Monday Books
Monday Books is open to the entire Waynflete adult community. Enjoy discussions led by Waynflete faculty and staff on books they have chosen.
We will begin our meetings online (with the hope of moving towards in person gatherings if possible as the year progresses). Check the Veracross calendar or The Weekly for the Zoom link.
Monday Books titles may be purchased online or in-store at Print: A Bookstore. One copy of each book is also available to borrow from Thaxter Library. Please stop by Thaxter Library in the Emery Building or contact Emily Graham () to arrange a curbside pickup.
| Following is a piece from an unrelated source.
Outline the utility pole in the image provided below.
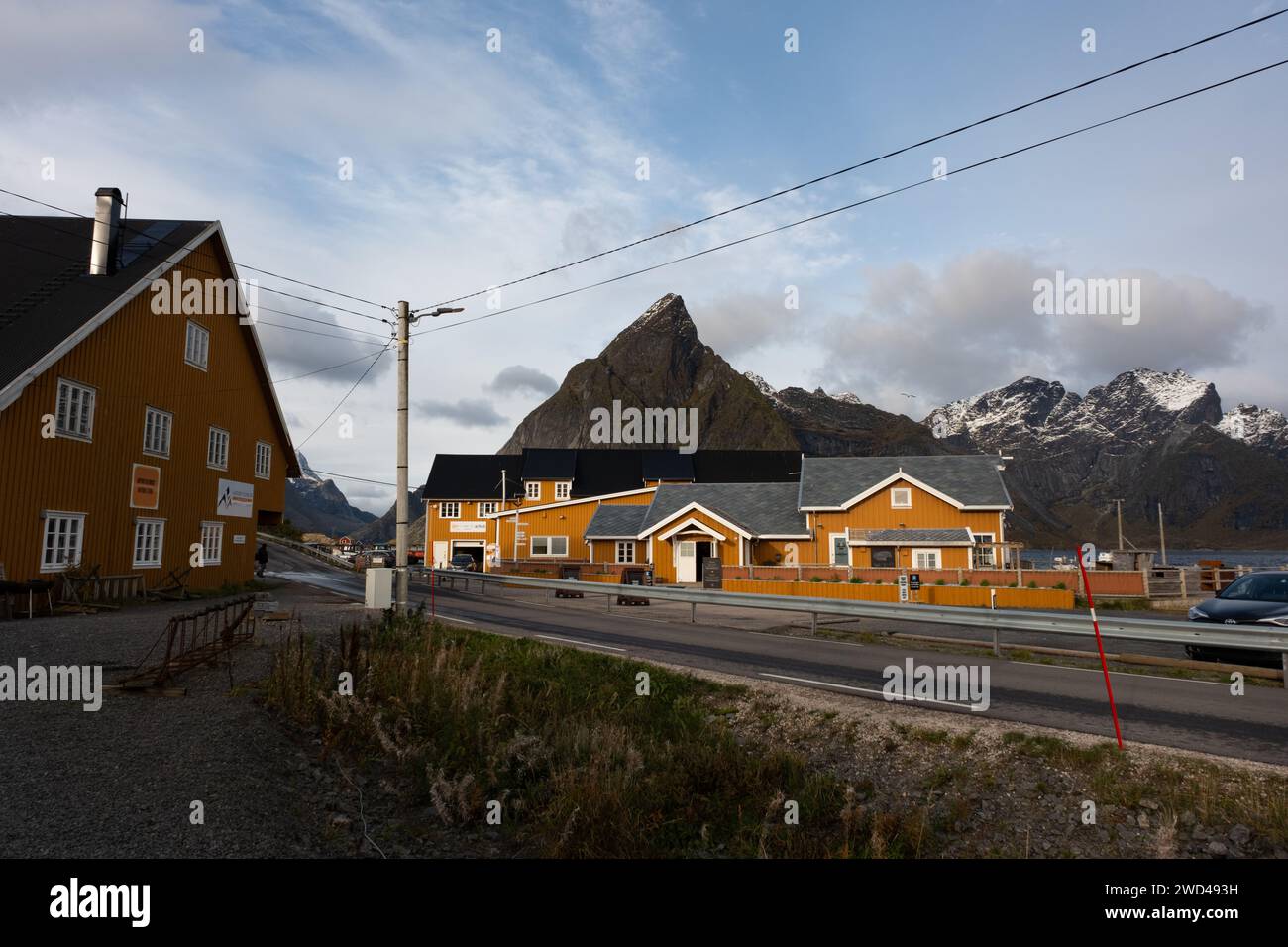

You can also reserve books through your local public libraries. To check availability and reserve, login and request your books on MaineCat http://mainecat.
2021-2022 Book Selections
Monday, October 4, 2021
All We Can Save — Ayana Johnson and Katharine Wilkinson
Discussion Leader: Kim Simmons, P’22
All We Can Save illuminates the expertise and insights of dozens of diverse women leading on climate in the United States—scientists, journalists, farmers, lawyers, teachers, activists, innovators, wonks, and designers, across generations, geographies, and race—and aims to advance a more representative, nuanced, and solution-oriented public conversation on the climate crisis. These women offer a spectrum of ideas and insights for how we can rapidly, radically reshape society.
Monday, November 8, 2021
Freshwater — Akwaeke Emezi
Discussion Leader: Laura Lennig, Grades 6-12 English Faculty
Freshwater tells the story of Ada, an unusual child who is a source of deep concern to her southern Nigerian family. Young Ada is troubled, prone to violent fits. Born “with one foot on the other side,” she begins to develop separate selves within her as she grows into adulthood. And when she travels to America for college, a traumatic event on campus crystallizes the selves into something powerful and potentially dangerous, making Ada fade into the background of her own mind as these alters–now protective, now hedonistic–move into control. Based in the author’s realities, Freshwater dazzles with ferocious energy and grace.
Monday, December 13, 2021
Klara and the Sun — Kazuo Ishiguro
Discussion Leader: Asra Ahmed, Upper School Director
Here is the story of Klara, an Artificial Friend with outstanding observational qualities, who, from her place in the store, watches carefully the behavior of those who come in to browse, and of those who pass on the street outside. She remains hopeful that a customer will soon choose her. Klara and the Sun is a thrilling book that offers a look at our changing world through the eyes of an unforgettable narrator, and one that explores the fundamental question: what does it mean to love?
Monday, February 7, 2022
My Ántonia — Willa Cather
Discussion Leader: Juanita Nichols, Director of Alumni Relations and Kelsey Robinov, Director of Development
Willa Cather’s heartfelt novel is the unforgettable story of an immigrant woman’s life on the hardscrabble Nebraska plains. Through Jim Burden’s affectionate reminiscence of his childhood friend, the free-spirited Ántonia Shimerda, a larger, uniquely American portrait emerges, both of a community struggling with unforgiving terrain and of a woman who, amid great hardship, stands as a timeless inspiration.
Monday, March 7, 2022
Water by the Spoonful — Quiara Alegría Hudes
Discussion Leader: Tiki Fuhro, Grades 6-12 Performing Arts Faculty
Somewhere in Philadelphia, Elliot has returned from Iraq and is struggling to find his place in the world. Somewhere in a chat room, recovering addicts forge an unbreakable bond of support and love. The boundaries of family and community are stretched across continents and cyberspace as birth families splinter and online families collide. Water by the Spoonful is a heartfelt and poetic meditation on lives on the brink of redemption and self-discovery during a time of heightened uncertainty.
Monday, April 4, 2022
The Carrying — Ada Limón
Discussion Leader: Jim Millard, Grades 6-12 English Faculty
Vulnerable, tender, acute, these are serious poems, brave poems, exploring with honesty the ambiguous moment between the rapture of youth and the grace of acceptance. A daughter tends to aging parents. A woman struggles with infertility–“What if, instead of carrying / a child, I am supposed to carry grief?”–and a body seized by pain and vertigo as well as ecstasy. A nation convulses: “Every song of this country / has an unsung third stanza, something brutal.” And still Limon shows us, as ever, the persistence of hunger, love, and joy, the dizzying fullness of our too-short lives.